Haft für unbequeme Denker

„Bisher ist es ein System der Angst, das die Rebellion verhindert.“ Jeder in Algerien wisse, dass Menschen jederzeit auf Nimmerwiedersehen verschwinden können. „Es findet eine Überwachung statt, die beispiellos ist“, so Keenan. Unbequeme Denker werden eingesperrt, wie der britisch-algerische Journalist Mohamed Tamalt. Er bekam eine zweijährige Haftstrafe für ein Gedicht auf Facebook, in dem Präsident Bouteflika kritisiert worden war. Im Gefängnis trat Tamalt als Protest gegen seine Inhaftierung in Hungerstreik. Im Dezember verstarb er unter seltsamen Umständen. „Amnesty International“ forderte eine unabhängige Untersuchung.

An eine Renaissance radikaler Islamisten glaubt Keenan nicht. „Es gibt sicherlich Jihadisten, aber nicht so viele, wie einem die algerische Regierung weismachen will.“

Die gegenwärtige Strategie Algeriens sei nicht nachhaltig, schrieb das American Enterprise Institute vor wenigen Tagen. „Der Westen muss sich auf die schwerwiegenden ökonomischen und sicherheitspolitischen Konsequenzen einstellen.“

Zu diesen Konsequenzen dürfte auch eine neue Flüchtlingswelle gehören.
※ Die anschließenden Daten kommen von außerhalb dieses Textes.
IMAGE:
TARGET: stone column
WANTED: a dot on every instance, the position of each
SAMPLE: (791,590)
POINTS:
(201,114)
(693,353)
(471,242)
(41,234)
Sobald staatliche Strukturen zusammenbrechen, sagen die Erfahrungen in Libyen und Tunesien, ist die Zeit der Menschenschlepper gekommen. Sie werden von Algerien aus erneut Zehntausende von Flüchtlingen in völlig überfüllten, lebensgefährlichen Booten Richtung Europa schicken.

AUF EINEN BLICK

Die algerische Präsident Abdelaziz Bouteflika ist seit 1999 an der Macht. Seit mehreren Jahren gilt der 79-jährige Staatschef jedoch als schwer krank. Ein Tod Bouteflikas könnte der Auslöser für Chaos und Unruhen in dem nordafrikanischen Land sein. Die Bevölkerung ist unzufrieden über die massive Korruption und die repressive Herrschaft des Regimes. Die Jugendarbeitslosigkeit ist extrem hoch.